Quando ficar de férias vou aí na sede conhecer o senhor pessoalmente.
Um grande abraço :)
Caro Lucas,
ResponderExcluirNão tenho maiores detalhes sobre o jovem de SP. Apenas tomei conhecimento desse fato a partir de uma conversa com a professora dele. Creio que quem nunca acompanhou o ciclo lunar, que é tão natural pra nós, pode nem imaginar a realidade. Quanto a leitura do livro e o equivoco gerado, pode ser um simples erro de interpretação de texto, e não ter a ver com algum transtorno de aprendizagem.
Continuo devendo o filme. Apareça na sede quando quiser.
Um abraço
Caro Paulo,
ResponderExcluirParabéns por esta reflexão.
Dias deste vi uma charge em que uma criança brincava com seu videogame e a mãe aconselhou-o a brincar “lá fora”, no quadro seguinte aparece ele com o joystick do lado de fora da janela.
A questão é estamos apresentando às nossas crianças e jovens outras opções, ou o indoor é mais cômodo para todos?
Na década de 1980 vi uma publicidade dos Escoteiros de Santa Catarina na qual três crianças se encostavam entediadas a um muro tendo ao lado uma bola de futebol, e sobre eles a seguinte frase “Ai se eles soubessem que lá fora há estrelas, riachos e matas”.
Como educador voluntário em um Grupo Escoteiro, casualmente do sistema S, o SEST SENAT, vejo com tristeza que ano após ano não conseguimos incrementar o nosso efetivo, não por culpa das crianças e jovens, mas dos pais, que colocam vários obstáculos para que os filhos sejam apresentados ao mundo que existe lá fora.
Só quem já viu a alegria de lobinhos (membros do Escotismo na faixa etária dos 7 aos 10 anos )no Escotismo) ao conseguir identificar constelações e planetas, e saber que pode se orientar pelas estrelas, compreende a importância da educação extra-escolar e não formal.
Mas um movimento como o escoteiro não fica somente no “ora direis ouvir estrelas” cada atividade tem um propósito, e só o futuro é que revela para estes jovens que aquilo que aprendeu brincando tem um valor enorme para ele. Não há nada melhor para um educador, especialmente um voluntário receber uma mensagem de agradecimento.

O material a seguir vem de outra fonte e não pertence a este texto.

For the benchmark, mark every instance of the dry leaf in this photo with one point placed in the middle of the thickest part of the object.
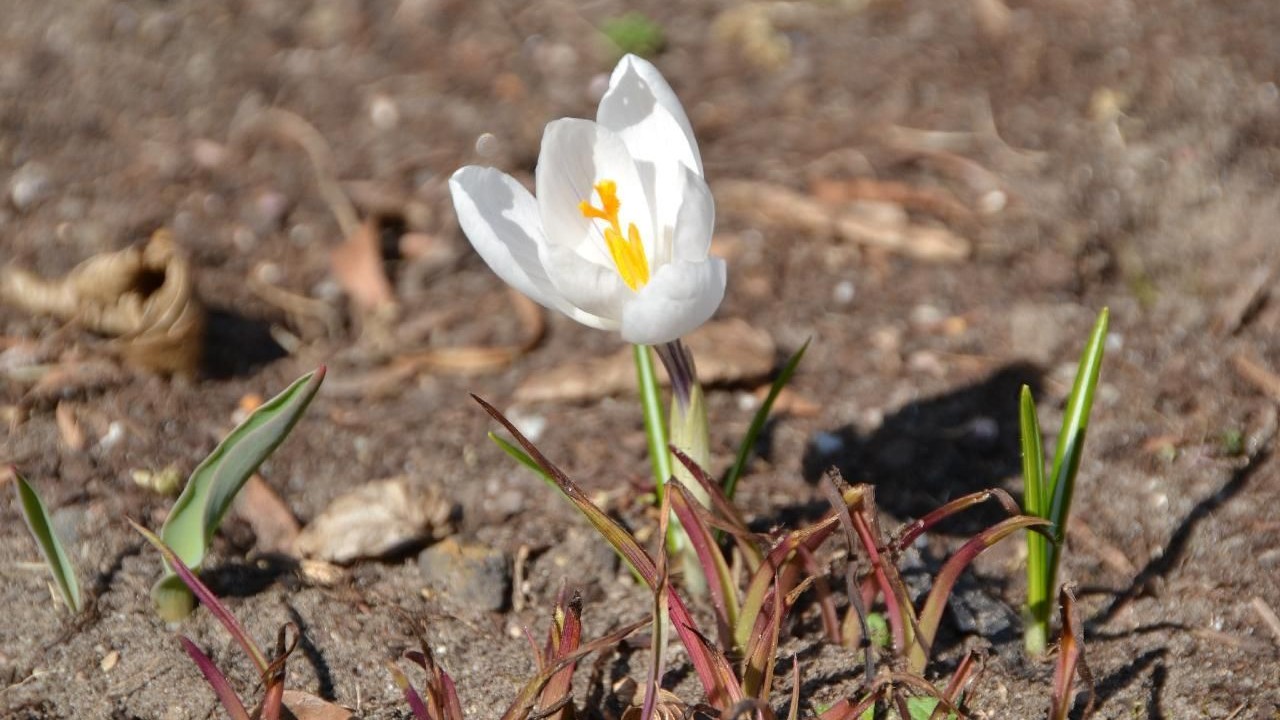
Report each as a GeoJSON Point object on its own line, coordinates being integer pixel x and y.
{"type": "Point", "coordinates": [306, 706]}
{"type": "Point", "coordinates": [142, 296]}
{"type": "Point", "coordinates": [375, 519]}
{"type": "Point", "coordinates": [357, 264]}
{"type": "Point", "coordinates": [273, 523]}
{"type": "Point", "coordinates": [727, 351]}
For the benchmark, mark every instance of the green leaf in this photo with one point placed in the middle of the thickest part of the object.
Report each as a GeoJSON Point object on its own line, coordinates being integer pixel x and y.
{"type": "Point", "coordinates": [1070, 443]}
{"type": "Point", "coordinates": [757, 427]}
{"type": "Point", "coordinates": [654, 425]}
{"type": "Point", "coordinates": [1036, 501]}
{"type": "Point", "coordinates": [213, 486]}
{"type": "Point", "coordinates": [50, 546]}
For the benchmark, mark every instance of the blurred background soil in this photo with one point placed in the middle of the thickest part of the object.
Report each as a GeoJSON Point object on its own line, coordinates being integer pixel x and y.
{"type": "Point", "coordinates": [940, 194]}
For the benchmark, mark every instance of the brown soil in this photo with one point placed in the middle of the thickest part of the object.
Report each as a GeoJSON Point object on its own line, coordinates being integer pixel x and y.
{"type": "Point", "coordinates": [1128, 156]}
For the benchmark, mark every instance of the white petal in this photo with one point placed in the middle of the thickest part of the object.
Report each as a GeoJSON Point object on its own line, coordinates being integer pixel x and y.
{"type": "Point", "coordinates": [575, 155]}
{"type": "Point", "coordinates": [501, 219]}
{"type": "Point", "coordinates": [695, 222]}
{"type": "Point", "coordinates": [679, 299]}
{"type": "Point", "coordinates": [643, 108]}
{"type": "Point", "coordinates": [590, 288]}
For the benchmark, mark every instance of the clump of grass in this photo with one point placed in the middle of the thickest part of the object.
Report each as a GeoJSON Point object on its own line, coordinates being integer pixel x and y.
{"type": "Point", "coordinates": [1050, 496]}
{"type": "Point", "coordinates": [213, 487]}
{"type": "Point", "coordinates": [270, 671]}
{"type": "Point", "coordinates": [635, 33]}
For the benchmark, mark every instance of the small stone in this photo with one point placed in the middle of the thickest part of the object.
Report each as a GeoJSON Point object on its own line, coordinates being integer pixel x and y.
{"type": "Point", "coordinates": [30, 186]}
{"type": "Point", "coordinates": [466, 575]}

Mas além da comodidade para a família, o indoor também é fruto do sistema educacional, que deveria se chamar instrucional ou preparatório, pois cada etapa só prepara para mais uma etapa (indico o documentário La Educación Prohibida que pode ser baixado no site do projeto www.educacionprohibida.com ).

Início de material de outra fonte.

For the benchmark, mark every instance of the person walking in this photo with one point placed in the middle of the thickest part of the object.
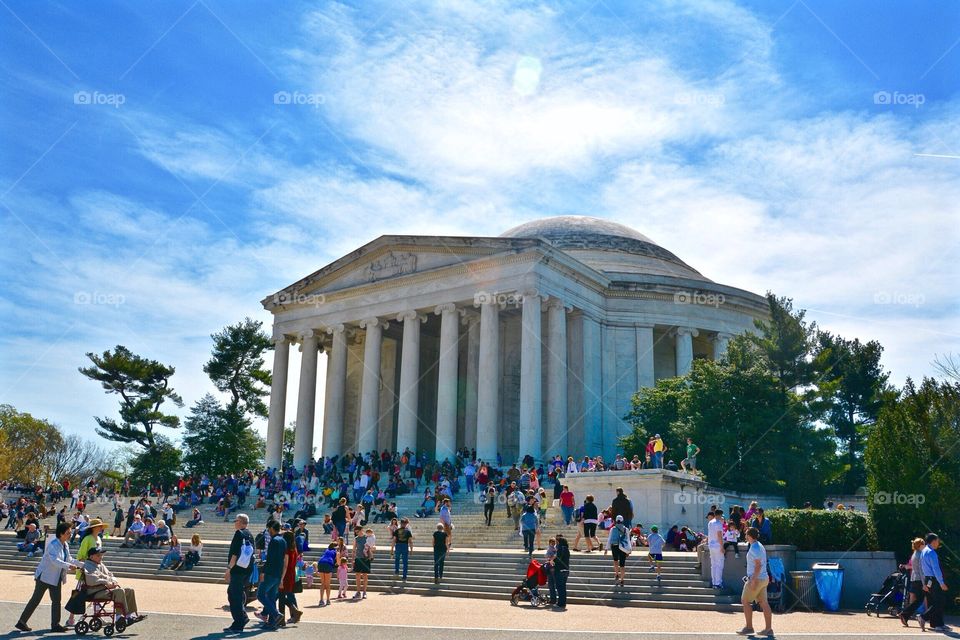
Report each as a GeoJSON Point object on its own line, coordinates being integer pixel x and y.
{"type": "Point", "coordinates": [50, 575]}
{"type": "Point", "coordinates": [489, 502]}
{"type": "Point", "coordinates": [618, 534]}
{"type": "Point", "coordinates": [755, 588]}
{"type": "Point", "coordinates": [269, 590]}
{"type": "Point", "coordinates": [288, 584]}
{"type": "Point", "coordinates": [567, 505]}
{"type": "Point", "coordinates": [439, 552]}
{"type": "Point", "coordinates": [916, 581]}
{"type": "Point", "coordinates": [715, 547]}
{"type": "Point", "coordinates": [933, 585]}
{"type": "Point", "coordinates": [561, 572]}
{"type": "Point", "coordinates": [590, 518]}
{"type": "Point", "coordinates": [403, 545]}
{"type": "Point", "coordinates": [239, 567]}
{"type": "Point", "coordinates": [529, 525]}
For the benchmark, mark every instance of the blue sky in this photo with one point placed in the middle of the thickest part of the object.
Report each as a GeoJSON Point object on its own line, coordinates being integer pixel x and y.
{"type": "Point", "coordinates": [152, 188]}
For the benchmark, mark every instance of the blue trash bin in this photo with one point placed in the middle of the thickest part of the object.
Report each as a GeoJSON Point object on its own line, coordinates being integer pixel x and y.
{"type": "Point", "coordinates": [828, 577]}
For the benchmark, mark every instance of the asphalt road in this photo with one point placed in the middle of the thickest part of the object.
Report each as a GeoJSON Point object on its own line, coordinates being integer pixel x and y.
{"type": "Point", "coordinates": [175, 627]}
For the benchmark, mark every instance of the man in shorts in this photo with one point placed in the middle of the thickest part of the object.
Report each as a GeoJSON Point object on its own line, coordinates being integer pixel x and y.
{"type": "Point", "coordinates": [689, 463]}
{"type": "Point", "coordinates": [656, 543]}
{"type": "Point", "coordinates": [755, 587]}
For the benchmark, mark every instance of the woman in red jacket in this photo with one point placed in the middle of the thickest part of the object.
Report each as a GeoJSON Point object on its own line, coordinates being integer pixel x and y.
{"type": "Point", "coordinates": [289, 581]}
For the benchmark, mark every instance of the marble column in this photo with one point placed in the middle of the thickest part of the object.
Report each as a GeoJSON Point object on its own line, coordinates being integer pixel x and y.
{"type": "Point", "coordinates": [335, 392]}
{"type": "Point", "coordinates": [367, 426]}
{"type": "Point", "coordinates": [470, 385]}
{"type": "Point", "coordinates": [645, 375]}
{"type": "Point", "coordinates": [488, 383]}
{"type": "Point", "coordinates": [278, 402]}
{"type": "Point", "coordinates": [306, 400]}
{"type": "Point", "coordinates": [531, 378]}
{"type": "Point", "coordinates": [684, 349]}
{"type": "Point", "coordinates": [557, 424]}
{"type": "Point", "coordinates": [720, 343]}
{"type": "Point", "coordinates": [447, 367]}
{"type": "Point", "coordinates": [409, 380]}
{"type": "Point", "coordinates": [592, 386]}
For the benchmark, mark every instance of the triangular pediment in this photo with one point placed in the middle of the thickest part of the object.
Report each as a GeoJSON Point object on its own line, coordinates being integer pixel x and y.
{"type": "Point", "coordinates": [390, 257]}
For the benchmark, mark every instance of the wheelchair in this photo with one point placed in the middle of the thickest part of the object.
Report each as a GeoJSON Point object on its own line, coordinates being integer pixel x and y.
{"type": "Point", "coordinates": [100, 613]}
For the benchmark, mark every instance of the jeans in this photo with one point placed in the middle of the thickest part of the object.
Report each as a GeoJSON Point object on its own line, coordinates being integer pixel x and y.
{"type": "Point", "coordinates": [529, 538]}
{"type": "Point", "coordinates": [401, 550]}
{"type": "Point", "coordinates": [439, 555]}
{"type": "Point", "coordinates": [560, 582]}
{"type": "Point", "coordinates": [237, 597]}
{"type": "Point", "coordinates": [935, 597]}
{"type": "Point", "coordinates": [38, 590]}
{"type": "Point", "coordinates": [267, 594]}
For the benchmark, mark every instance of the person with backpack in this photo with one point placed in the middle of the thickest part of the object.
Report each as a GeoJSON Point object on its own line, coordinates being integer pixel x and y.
{"type": "Point", "coordinates": [239, 566]}
{"type": "Point", "coordinates": [619, 544]}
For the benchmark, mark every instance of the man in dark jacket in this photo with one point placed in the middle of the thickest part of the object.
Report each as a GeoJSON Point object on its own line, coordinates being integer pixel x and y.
{"type": "Point", "coordinates": [561, 571]}
{"type": "Point", "coordinates": [622, 507]}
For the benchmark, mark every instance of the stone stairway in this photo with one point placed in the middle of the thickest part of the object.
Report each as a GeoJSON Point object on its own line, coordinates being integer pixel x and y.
{"type": "Point", "coordinates": [469, 573]}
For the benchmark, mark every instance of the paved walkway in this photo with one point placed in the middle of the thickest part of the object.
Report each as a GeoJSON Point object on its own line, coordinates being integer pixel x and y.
{"type": "Point", "coordinates": [438, 615]}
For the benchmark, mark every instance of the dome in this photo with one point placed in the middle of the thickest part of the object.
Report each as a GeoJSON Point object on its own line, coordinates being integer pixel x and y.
{"type": "Point", "coordinates": [605, 245]}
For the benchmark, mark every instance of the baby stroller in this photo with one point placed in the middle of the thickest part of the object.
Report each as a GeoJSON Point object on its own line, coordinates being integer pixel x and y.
{"type": "Point", "coordinates": [891, 596]}
{"type": "Point", "coordinates": [528, 591]}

O que eu temo é no futuro termos uma geração medrosa, sem coragem de enfrentar desafios, mas ao mesmo tempo de arroubos que desatam em violência. Uma geração que não sabe liderar, nem ser liderada, a propósito ver este artigo http://www.administradores.com.br/informe-se/artigos/quer-ser-um-lider-eficaz-consulte-os-escoteiros/21080/
Carlos Nascimento
Caro Escoteiro,
ExcluirObrigado por suas palavras e por sua fundamentada contribuição. Fiquei particularmente feliz por receber esse retorno de um nobre escoteiro. Tudo que voce ponderou eu concordo.

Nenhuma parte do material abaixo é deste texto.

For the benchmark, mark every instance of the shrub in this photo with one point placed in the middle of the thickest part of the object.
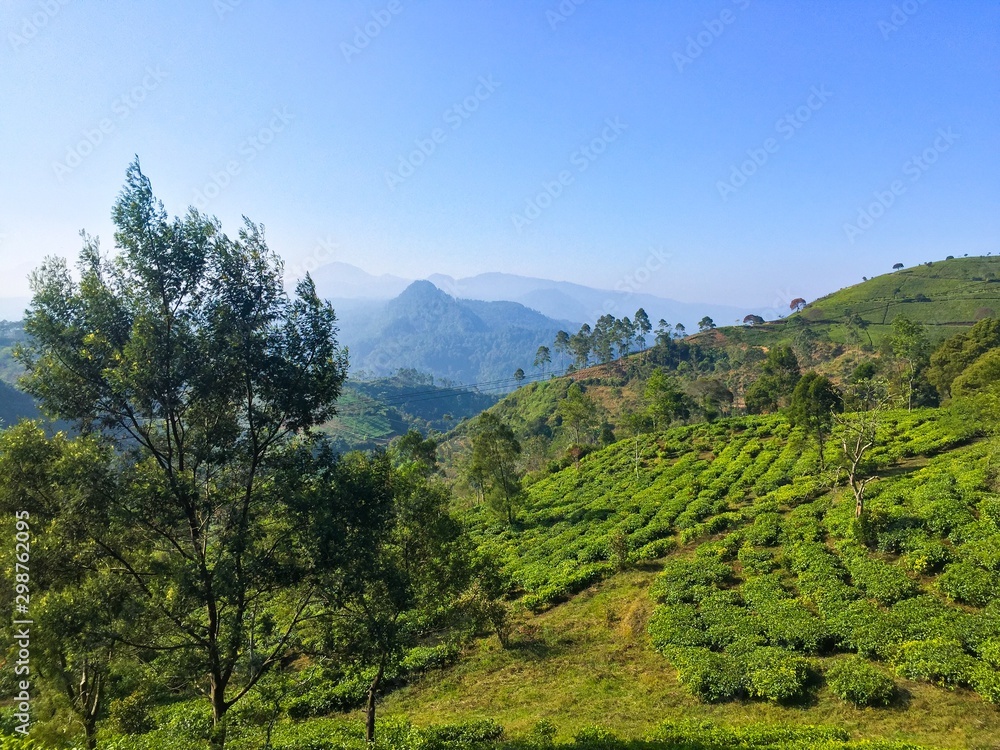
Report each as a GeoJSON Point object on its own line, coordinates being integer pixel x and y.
{"type": "Point", "coordinates": [989, 510]}
{"type": "Point", "coordinates": [926, 556]}
{"type": "Point", "coordinates": [877, 578]}
{"type": "Point", "coordinates": [708, 675]}
{"type": "Point", "coordinates": [776, 674]}
{"type": "Point", "coordinates": [764, 530]}
{"type": "Point", "coordinates": [857, 681]}
{"type": "Point", "coordinates": [596, 738]}
{"type": "Point", "coordinates": [867, 629]}
{"type": "Point", "coordinates": [463, 735]}
{"type": "Point", "coordinates": [543, 734]}
{"type": "Point", "coordinates": [676, 625]}
{"type": "Point", "coordinates": [985, 680]}
{"type": "Point", "coordinates": [655, 549]}
{"type": "Point", "coordinates": [942, 661]}
{"type": "Point", "coordinates": [967, 583]}
{"type": "Point", "coordinates": [755, 561]}
{"type": "Point", "coordinates": [989, 652]}
{"type": "Point", "coordinates": [424, 658]}
{"type": "Point", "coordinates": [689, 580]}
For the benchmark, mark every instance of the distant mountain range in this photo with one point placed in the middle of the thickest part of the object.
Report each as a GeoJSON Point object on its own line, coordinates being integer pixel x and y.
{"type": "Point", "coordinates": [561, 300]}
{"type": "Point", "coordinates": [426, 329]}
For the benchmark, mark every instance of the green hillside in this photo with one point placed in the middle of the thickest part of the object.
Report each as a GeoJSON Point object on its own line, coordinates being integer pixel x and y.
{"type": "Point", "coordinates": [372, 412]}
{"type": "Point", "coordinates": [946, 295]}
{"type": "Point", "coordinates": [760, 566]}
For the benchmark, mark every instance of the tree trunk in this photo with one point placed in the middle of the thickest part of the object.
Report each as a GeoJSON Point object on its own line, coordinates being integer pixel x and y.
{"type": "Point", "coordinates": [219, 708]}
{"type": "Point", "coordinates": [370, 710]}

Tive a felicidade de ser escoteiro na minha adolescência e sei o quanto essa experiencia foi importante para a minha formação. Ainda hoje sou um admirador da natureza e me contento com a simplicidade. Assim, como escrevi, lamento que nossos talentosos jovens estejam se distanciando da vida e, nessa rotina indoor, formando um caráter de integridade duvidosa - devido ao hábito de um cotidiano subterrâneo ou camuflado nas redes sociais.
São vítimas dos pais que querem filhos felizes (mesmo que comprando essa "felicidade" ao satisfazer suas mais fúteis vontades), ao invés de filhos fortes, autônomos, equilibrados e bons.
Farei a leitura dos sites que recomenda e comentarei depois.